La position des travailleurs demeure et reste la même : ouverture des négociations avant tout arrêt de mouvement de grève. Celle de la direction de la SNIM est l’inverse : reprendre le travail avant l’ouverture des négociations. D’ailleurs des initiatives dans ce sens auraient été mises sur la table par des personnalités de la ville et certains travailleurs non grévistes de l’entreprise. Elles n’ont jusqu’ici rien apporté de nouveau.

Chacun des deux parties campe sur ses positions, ce qui a transformé le conflit en bras de fer entre les travailleurs et la direction de la SNIM, fortement soutenue par le gouvernement. Ou du moins le président de la République.

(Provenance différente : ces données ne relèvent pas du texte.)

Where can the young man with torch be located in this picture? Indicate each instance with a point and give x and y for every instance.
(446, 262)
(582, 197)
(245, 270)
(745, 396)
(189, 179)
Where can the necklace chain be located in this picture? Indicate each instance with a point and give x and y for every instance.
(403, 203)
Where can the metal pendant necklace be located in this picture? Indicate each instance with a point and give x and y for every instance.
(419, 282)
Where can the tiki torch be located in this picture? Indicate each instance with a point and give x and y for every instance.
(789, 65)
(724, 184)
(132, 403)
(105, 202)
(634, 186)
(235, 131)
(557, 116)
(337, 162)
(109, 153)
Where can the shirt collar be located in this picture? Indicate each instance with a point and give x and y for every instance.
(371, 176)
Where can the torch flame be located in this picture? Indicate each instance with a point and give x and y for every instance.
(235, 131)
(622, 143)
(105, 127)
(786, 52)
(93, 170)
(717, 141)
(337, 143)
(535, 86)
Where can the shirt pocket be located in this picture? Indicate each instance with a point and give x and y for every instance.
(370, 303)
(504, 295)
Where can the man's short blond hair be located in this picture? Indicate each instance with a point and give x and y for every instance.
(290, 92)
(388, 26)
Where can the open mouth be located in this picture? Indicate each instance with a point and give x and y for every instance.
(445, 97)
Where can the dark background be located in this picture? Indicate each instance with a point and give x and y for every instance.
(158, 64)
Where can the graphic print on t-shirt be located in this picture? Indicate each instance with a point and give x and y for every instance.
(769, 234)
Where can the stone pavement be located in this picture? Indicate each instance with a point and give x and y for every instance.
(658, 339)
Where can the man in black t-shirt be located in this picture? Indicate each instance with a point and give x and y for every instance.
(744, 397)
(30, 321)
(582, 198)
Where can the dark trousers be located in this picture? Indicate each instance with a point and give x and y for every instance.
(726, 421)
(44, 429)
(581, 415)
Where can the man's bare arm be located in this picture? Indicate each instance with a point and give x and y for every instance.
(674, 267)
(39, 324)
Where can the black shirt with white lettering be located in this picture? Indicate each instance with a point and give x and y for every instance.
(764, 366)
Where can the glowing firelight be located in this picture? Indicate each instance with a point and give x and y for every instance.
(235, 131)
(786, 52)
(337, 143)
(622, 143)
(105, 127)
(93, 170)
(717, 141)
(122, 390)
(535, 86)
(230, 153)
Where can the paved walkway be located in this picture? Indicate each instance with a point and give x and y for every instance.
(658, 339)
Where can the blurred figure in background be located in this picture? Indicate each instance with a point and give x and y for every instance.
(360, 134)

Pourtant le soutien apporté par le gouvernement à l’ADG de la SNIM intrigue plus d’un observateur. Tant il est avéré que le degré de mauvaise gestion atteint par la société pendant le mandat de Ould Oudaa n’a pas de pareille dans son histoire.

Comment peut-on concevoir que le fleuron de l’industrie nationale se trouve aujourd’hui dans une situation financière délicate après une décennie de hausses spectaculaires des prix du fer sur le marché international. Pourquoi ne s’est-il pas préparé à une telle conjoncture très prévisible pour une matière première dont les prix sont fluctuants ?

Il est possible que l’ADG de la SNIM obéit à des ordres supérieurs mais cela ne le dédouane point pour la bonne et simple raison qu’il a agi en connaissance de ses responsabilités.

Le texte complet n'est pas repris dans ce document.